AI Model Achieves 99% Performance Using Just 12.5% of Experts
Researchers at the Allen Institute for AI and UC Berkeley have developed EMO, a domain-specialized mixture-of-experts model that retains 99% of its performance while using only 12.5% of its expert components, according to a May 2026 report from The Decoder. The system enables efficient deployment in memory-constrained environments, potentially transforming AI infrastructure and enterprise adoption in the U.S.

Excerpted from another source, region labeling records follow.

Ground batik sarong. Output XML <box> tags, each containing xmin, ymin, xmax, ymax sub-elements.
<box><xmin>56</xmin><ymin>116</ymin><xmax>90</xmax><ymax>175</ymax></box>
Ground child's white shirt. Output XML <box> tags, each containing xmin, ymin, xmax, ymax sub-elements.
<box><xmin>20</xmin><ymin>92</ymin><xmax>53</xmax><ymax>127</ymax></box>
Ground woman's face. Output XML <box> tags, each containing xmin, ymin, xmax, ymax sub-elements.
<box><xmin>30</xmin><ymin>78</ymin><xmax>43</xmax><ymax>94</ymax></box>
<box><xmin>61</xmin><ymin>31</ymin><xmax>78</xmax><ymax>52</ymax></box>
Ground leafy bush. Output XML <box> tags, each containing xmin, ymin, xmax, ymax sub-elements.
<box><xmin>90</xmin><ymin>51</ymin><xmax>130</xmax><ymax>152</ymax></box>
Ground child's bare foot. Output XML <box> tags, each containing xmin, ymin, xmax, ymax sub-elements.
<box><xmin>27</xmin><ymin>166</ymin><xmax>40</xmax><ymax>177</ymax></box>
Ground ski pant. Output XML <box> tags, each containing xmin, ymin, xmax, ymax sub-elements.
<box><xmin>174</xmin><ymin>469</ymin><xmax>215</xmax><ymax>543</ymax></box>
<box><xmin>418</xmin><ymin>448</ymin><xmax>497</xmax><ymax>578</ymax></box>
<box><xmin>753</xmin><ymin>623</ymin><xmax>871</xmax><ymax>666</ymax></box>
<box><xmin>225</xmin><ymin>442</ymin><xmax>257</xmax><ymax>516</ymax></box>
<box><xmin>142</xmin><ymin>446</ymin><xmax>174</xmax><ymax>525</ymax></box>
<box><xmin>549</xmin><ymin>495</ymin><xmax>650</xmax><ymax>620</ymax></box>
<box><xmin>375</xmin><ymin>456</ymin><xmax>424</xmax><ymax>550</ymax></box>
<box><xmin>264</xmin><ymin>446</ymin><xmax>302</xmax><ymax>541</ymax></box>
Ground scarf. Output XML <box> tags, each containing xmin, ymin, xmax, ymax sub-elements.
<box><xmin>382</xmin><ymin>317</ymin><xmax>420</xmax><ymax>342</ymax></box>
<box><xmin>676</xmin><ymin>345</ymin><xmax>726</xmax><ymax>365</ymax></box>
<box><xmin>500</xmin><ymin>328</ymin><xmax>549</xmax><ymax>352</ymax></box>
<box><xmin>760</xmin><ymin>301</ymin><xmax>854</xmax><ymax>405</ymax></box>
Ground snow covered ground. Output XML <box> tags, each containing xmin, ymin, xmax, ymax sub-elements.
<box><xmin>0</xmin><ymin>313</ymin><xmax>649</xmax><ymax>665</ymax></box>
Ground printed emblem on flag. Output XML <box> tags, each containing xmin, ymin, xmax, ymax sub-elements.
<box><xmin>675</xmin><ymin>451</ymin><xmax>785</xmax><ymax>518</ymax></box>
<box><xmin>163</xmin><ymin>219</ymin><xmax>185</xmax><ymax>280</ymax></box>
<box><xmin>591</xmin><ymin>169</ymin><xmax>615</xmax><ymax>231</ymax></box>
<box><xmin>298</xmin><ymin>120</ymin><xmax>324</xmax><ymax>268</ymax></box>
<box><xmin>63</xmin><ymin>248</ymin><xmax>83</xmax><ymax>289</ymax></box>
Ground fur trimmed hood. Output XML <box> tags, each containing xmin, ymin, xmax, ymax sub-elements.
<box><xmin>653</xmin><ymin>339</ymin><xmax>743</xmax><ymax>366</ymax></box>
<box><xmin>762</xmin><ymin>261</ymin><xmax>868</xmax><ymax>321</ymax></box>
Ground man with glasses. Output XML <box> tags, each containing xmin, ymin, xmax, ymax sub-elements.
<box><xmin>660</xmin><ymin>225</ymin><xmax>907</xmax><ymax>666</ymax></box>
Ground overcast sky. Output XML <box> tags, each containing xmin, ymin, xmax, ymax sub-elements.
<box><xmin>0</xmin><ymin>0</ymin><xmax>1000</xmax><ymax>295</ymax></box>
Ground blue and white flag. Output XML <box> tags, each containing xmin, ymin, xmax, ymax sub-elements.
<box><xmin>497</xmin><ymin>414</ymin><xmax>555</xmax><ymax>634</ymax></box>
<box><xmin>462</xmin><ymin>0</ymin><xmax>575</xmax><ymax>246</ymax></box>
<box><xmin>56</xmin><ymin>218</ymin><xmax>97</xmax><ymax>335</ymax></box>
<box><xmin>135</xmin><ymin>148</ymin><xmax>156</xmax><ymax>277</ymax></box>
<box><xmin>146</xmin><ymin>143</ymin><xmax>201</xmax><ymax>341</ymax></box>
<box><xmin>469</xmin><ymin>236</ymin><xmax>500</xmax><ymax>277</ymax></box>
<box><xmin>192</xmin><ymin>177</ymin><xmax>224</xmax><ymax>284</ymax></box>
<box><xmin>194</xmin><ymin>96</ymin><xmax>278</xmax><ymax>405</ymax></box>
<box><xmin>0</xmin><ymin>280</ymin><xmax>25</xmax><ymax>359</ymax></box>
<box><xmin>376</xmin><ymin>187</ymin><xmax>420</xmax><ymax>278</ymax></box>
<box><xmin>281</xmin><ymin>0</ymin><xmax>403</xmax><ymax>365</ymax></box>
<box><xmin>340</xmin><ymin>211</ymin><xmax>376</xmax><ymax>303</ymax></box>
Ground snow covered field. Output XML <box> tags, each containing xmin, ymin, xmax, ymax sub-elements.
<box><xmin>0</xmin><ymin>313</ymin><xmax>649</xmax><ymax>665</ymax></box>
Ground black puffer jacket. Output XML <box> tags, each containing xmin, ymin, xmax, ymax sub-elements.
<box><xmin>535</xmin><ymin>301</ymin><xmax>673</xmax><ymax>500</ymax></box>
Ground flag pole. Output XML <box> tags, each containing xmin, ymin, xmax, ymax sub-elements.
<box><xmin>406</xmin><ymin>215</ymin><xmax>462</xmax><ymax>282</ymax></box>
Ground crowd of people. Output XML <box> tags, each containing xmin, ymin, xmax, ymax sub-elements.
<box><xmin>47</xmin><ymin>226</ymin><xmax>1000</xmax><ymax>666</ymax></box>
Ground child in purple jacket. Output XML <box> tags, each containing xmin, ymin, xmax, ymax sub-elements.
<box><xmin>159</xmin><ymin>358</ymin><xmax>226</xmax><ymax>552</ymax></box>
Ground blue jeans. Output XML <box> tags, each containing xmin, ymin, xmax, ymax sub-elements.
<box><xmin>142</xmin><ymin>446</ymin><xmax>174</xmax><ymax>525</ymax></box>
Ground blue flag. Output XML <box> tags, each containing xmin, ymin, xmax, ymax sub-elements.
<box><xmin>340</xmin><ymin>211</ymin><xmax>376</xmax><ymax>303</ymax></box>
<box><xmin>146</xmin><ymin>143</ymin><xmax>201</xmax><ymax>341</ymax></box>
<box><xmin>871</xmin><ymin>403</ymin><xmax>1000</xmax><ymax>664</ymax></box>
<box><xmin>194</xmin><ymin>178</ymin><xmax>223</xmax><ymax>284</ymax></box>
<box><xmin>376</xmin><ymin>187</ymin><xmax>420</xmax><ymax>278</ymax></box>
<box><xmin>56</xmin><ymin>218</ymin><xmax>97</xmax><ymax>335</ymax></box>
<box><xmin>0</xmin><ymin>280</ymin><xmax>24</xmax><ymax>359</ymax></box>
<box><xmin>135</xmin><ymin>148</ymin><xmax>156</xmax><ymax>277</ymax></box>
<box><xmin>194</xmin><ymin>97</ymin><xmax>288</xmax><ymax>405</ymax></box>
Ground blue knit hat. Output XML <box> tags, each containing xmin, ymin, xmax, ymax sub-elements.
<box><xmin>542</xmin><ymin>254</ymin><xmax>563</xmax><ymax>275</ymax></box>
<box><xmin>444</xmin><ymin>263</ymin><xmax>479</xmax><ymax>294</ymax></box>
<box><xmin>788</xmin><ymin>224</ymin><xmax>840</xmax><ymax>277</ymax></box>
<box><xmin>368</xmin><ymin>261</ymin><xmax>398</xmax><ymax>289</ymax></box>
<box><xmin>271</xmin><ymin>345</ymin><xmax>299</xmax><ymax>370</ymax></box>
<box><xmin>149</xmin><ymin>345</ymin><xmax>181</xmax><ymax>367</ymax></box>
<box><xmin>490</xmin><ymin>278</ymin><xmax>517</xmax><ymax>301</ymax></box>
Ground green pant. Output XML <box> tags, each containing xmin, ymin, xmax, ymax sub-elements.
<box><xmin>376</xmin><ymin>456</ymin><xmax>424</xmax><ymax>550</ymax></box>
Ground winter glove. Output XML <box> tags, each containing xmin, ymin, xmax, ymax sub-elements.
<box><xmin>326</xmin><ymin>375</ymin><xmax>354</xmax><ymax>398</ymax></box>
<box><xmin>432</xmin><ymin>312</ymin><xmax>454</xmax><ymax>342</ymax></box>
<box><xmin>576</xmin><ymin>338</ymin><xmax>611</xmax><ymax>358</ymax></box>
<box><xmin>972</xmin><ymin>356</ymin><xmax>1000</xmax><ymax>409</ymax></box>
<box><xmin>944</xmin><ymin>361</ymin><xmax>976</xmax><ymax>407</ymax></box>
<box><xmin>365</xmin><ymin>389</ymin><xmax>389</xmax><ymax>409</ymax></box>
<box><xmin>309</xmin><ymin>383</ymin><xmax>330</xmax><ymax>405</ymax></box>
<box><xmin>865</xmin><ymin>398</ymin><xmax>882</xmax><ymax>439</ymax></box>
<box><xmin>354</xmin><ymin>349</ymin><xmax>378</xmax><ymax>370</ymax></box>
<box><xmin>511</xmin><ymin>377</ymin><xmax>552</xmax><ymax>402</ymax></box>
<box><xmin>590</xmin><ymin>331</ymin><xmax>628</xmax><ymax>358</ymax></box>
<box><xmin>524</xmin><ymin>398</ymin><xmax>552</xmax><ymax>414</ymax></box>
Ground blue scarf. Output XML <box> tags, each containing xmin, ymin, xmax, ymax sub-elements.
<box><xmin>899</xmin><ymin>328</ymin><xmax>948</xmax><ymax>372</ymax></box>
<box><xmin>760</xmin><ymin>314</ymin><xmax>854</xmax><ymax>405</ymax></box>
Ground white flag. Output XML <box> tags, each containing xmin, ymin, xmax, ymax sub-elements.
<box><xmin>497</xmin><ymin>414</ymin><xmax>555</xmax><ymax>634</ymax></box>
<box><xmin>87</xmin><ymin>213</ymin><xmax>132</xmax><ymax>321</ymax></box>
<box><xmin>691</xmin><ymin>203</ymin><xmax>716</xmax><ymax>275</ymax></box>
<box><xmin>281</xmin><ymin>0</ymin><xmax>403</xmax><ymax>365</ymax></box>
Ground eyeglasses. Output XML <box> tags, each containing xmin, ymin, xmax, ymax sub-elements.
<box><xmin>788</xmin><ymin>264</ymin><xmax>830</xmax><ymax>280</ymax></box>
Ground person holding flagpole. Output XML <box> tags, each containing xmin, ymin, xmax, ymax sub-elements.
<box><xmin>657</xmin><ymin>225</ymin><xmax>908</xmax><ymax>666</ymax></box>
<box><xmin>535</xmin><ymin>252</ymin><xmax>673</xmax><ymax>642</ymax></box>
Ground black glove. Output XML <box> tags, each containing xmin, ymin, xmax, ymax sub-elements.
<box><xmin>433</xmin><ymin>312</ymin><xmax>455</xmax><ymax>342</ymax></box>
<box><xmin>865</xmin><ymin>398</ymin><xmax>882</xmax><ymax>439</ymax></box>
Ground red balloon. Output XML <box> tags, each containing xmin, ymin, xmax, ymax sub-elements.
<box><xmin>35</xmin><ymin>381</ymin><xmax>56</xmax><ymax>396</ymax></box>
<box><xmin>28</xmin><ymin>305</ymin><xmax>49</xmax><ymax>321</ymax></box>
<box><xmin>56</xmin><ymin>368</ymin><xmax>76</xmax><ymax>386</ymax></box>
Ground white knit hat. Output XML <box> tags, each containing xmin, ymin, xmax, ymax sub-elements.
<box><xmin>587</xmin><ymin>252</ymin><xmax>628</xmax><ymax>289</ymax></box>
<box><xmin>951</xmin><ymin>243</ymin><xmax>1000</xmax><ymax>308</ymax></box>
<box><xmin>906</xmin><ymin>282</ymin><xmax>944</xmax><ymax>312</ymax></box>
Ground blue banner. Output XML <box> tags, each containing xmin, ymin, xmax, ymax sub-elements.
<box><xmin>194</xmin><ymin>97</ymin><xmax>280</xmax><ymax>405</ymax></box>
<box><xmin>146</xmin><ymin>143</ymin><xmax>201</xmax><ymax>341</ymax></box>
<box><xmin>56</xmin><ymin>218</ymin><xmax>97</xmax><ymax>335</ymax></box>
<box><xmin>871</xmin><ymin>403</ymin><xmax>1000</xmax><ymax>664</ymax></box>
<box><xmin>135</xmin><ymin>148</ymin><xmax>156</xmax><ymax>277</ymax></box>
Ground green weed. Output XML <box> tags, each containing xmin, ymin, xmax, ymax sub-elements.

EMO, described in a study conducted by the two U.S.-based institutions, employs a novel approach to mixture-of-experts architectures. Traditional systems activate multiple specialized components to handle different tasks, but EMO identifies optimal subsets through advanced routing mechanisms. This efficiency maintains high accuracy while significantly reducing computational requirements.
Mixture-of-experts models typically require activating numerous specialized sub-models for complex tasks. EMO’s innovation lies in its ability to achieve near-complete performance with minimal expert activation, as demonstrated through experiments on vision and language benchmarks. The system’s efficiency could lower costs for businesses deploying AI in edge computing, mobile devices, and other resource-limited settings.
The research team, led by Allen Institute and UC Berkeley, emphasized potential applications for U.S. industries seeking to implement AI without high computational overhead. With growing demand for on-device AI processing, the model addresses key challenges in scaling AI technologies while maintaining performance standards.